We continue to receive gifts and messages. Thank you Adam for looking out for me on this day I had a health concern, and sending me this sign. Indescribable! 

Saturday, October 21, 2017

Another trip to Springfield this past Thursday, this time with Pat. We did a little shopping after my doctor's appointment. We even went to the White Oaks Mall without me feeling like a tire around my heart. We were even able to drive by Little Saigon without my stomach dropping. I took Pat to Five Guys and he absolutely loved it. It fits his personality nicely: simple, repetitive, predictable, quality.

The one thing that got me, was getting into that Christmas shopping mode at Kohl's (the stores are brimming with stock) and as I reached to touch a shirt, I think, I realized I will not be shopping for Adam again this year. Wowza. You just never know where this stuff comes from and when it will strike you.

It was nice to have the whole day off and just lounge around when we got home, with nothing really needing to be done.

Tuesday, October 17, 2017

Blessed

I made it all the way to Springfield for the Out of the Darkness Walk without shedding a tear. I met up with Betsy, Tim, Ashleigh, their friend Michael from Edwardsville, Zach (Cowboy), Jon, and Sam to walk for Adam. A smaller group this year, but I am still gratified for who showed up. Afterwards, we dined at Little Saigon. Unfortunately, Elliott and Asian Zach weren't working. The table was boisterous and Adam's name came up casually as if he was just busy serving another table. 

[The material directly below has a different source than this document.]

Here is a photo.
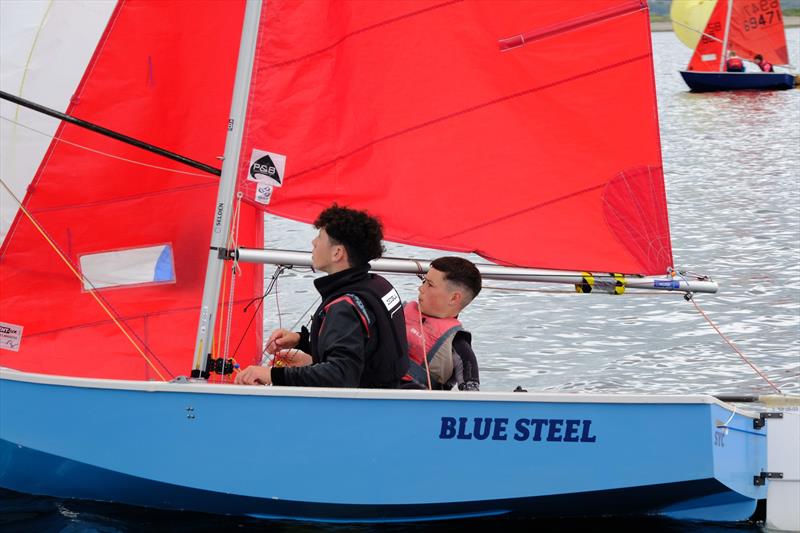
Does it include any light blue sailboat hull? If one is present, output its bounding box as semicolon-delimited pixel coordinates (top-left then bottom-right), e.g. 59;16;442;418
0;370;766;521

The next morning, Betsy and I walked around the campus of University of Illinois Springfield, where Adam attended for 3 years. We found Adam's first apartment, and took pictures at the iconic fountain in the center of campus. It's been 9 years since we dropped him off for this life in Springfield. He made amazing friends, and they stayed in touch for 5 years after his graduation. 


The fountain at UIS

Adam's first apartment at UIS 

It hit me on the way home listening to this Elton John song:




I've been blessed to be Adam's mom for 27 years and continue to be. I've been blessed to have three fine young men given to my care. I sobbed hard for the beauty I've been given. By the time I got home all I wanted to do was wrap up in Adam's fleece Husker's blanket and nap it out. I fell fast asleep and slept hard.

Here's another song I'm obsessed with crying to:


Tuesday, October 10, 2017

Holy Moly

I thought I was going to work at 8:00 today, coffee and water in hand, purse heavy with fruit on my arm, when I realized, IT'S TUESDAY. I don't go in until 9:00.

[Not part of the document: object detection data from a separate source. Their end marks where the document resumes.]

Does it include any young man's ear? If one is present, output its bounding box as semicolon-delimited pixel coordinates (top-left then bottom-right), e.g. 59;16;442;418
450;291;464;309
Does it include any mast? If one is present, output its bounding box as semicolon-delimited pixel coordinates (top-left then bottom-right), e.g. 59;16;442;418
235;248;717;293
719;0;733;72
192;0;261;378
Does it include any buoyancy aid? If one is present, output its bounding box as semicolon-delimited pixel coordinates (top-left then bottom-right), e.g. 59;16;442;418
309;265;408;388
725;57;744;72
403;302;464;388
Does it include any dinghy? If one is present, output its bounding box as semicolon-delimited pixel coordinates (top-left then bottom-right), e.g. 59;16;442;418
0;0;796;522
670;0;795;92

I just had a memorable weekend in Chicago with three other women who lost sons to suicide 14 years ago, 2 years ago and 8 months ago. We are all in different points in our journey but were able to share many thoughts and emotions with each other and see where we have come from and where we are going. I feel blessed to know these women, but honestly, I did reach out and pave the way for this to happen.

This is Us
On Tour

We had a full slate of activities planned which was exciting and invigorating. Our stories were woven into everything we did and the long train ride each way was also a conduit for connection. It was unique because it was easy to bring up any question, topic or memory of our sons. There are some similarities and many differences among us. It was new to me to be one of the 'seasoned veterans' so to speak, rather than the newbie still dealing with raw emotions. I would say I've softened over the past 20 months.

 Me trying to catch Cal's friend Reid in the Chicago Marathon

Someone else caught this smile...Reid running for the AFSP- he raised over $1000.00!!